Description
This model annotates the part of speech of tokens in a text. The parts of speech annotated include PRON (pronoun), CCONJ (coordinating conjunction), and 13 others. The part of speech model is useful for extracting the grammatical structure of a piece of text automatically.
Predicted Entities
Tags | Name | Description |
---|---|---|
AJ | Adjective | Attribute, modifier, or description of a noun |
AV | Adverb | Word that modifies or qualifies an adjective, verb, or another adverb |
AX | Auxiliary | Tense, aspect, mood, and voice |
CC | Connector | Conjunction and relative pronoun |
CL | Classifier | Class or measurement unit to which a noun or an action belongs |
FX | Prefix | Inflectional (nominalizer, adjectivizer, adverbializer, and courteous verbalizer), and derivational |
IJ | Interjection | Exclamation word |
NG | Negator | Word of negation |
NN | Noun | Person, place, thing, abstract concept, and proper name |
NU | Number | Quantity for counting and calculation |
PA | Particle | Politeness, intention, belief, question |
PR | Pronoun | Word used to refer to an element in the discourse |
PS | Preposition | Location, comparison, instrument, exemplification |
PU | Punctuation | Punctuation mark |
VV | Verb | Action, state, occurrence, and word that forms the predicate part |
XX | Others | Unknown category |
Live Demo Open in Colab Download Copy S3 URI
How to use
Use as part of an nlp pipeline after tokenization.
document_assembler = DocumentAssembler() \
.setInputCol("text") \
.setOutputCol("document")
sentence_detector = SentenceDetector()\
.setInputCols(["document"])\
.setOutputCol("sentence")
word_segmenter = WordSegmenterModel.pretrained("wordseg_best", "th")\
.setInputCols(["sentence"])\
.setOutputCol("token")
pos = PerceptronModel.pretrained("pos_lst20", "th") \
.setInputCols(["document", "token"]) \
.setOutputCol("pos")
pipeline = Pipeline(stages=[
document_assembler,
sentence_detector,
word_segmenter,
posTagger
])
example = spark.createDataFrame([['ส่วนผลกระทบจากโครงการดังกล่าวจะดำเนินการนอกเขตอุทยานแห่งชาตินอกพื้นที่ป่าอนุรักษ์']], ["text"])
result = pipeline.fit(example).transform(example)

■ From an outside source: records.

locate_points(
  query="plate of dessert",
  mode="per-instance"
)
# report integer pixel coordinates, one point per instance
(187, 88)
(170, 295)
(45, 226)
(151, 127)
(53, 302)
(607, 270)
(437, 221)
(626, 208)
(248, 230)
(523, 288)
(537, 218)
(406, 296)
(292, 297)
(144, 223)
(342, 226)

val document_assembler = DocumentAssembler()
.setInputCol("text")
.setOutputCol("document")
val sentence_detector = SentenceDetector()
.setInputCols("document")
.setOutputCol("sentence")
val word_segmenter = WordSegmenterModel.pretrained("wordseg_best", "th")
.setInputCols("sentence")
.setOutputCol("token")
val pos = PerceptronModel.pretrained("pos_lst20", "th")
.setInputCols(Array("document", "token"))
.setOutputCol("pos")
val pipeline = new Pipeline().setStages(Array(document_assembler, sentence_detector, word_segmenter, pos))
val data = Seq("ส่วนผลกระทบจากโครงการดังกล่าวจะดำเนินการนอกเขตอุทยานแห่งชาตินอกพื้นที่ป่าอนุรักษ์").toDF("text")
val result = pipeline.fit(data).transform(data)
import nlu
text = ["ส่วนผลกระทบจากโครงการดังกล่าวจะดำเนินการนอกเขตอุทยานแห่งชาตินอกพื้นที่ป่าอนุรักษ์"]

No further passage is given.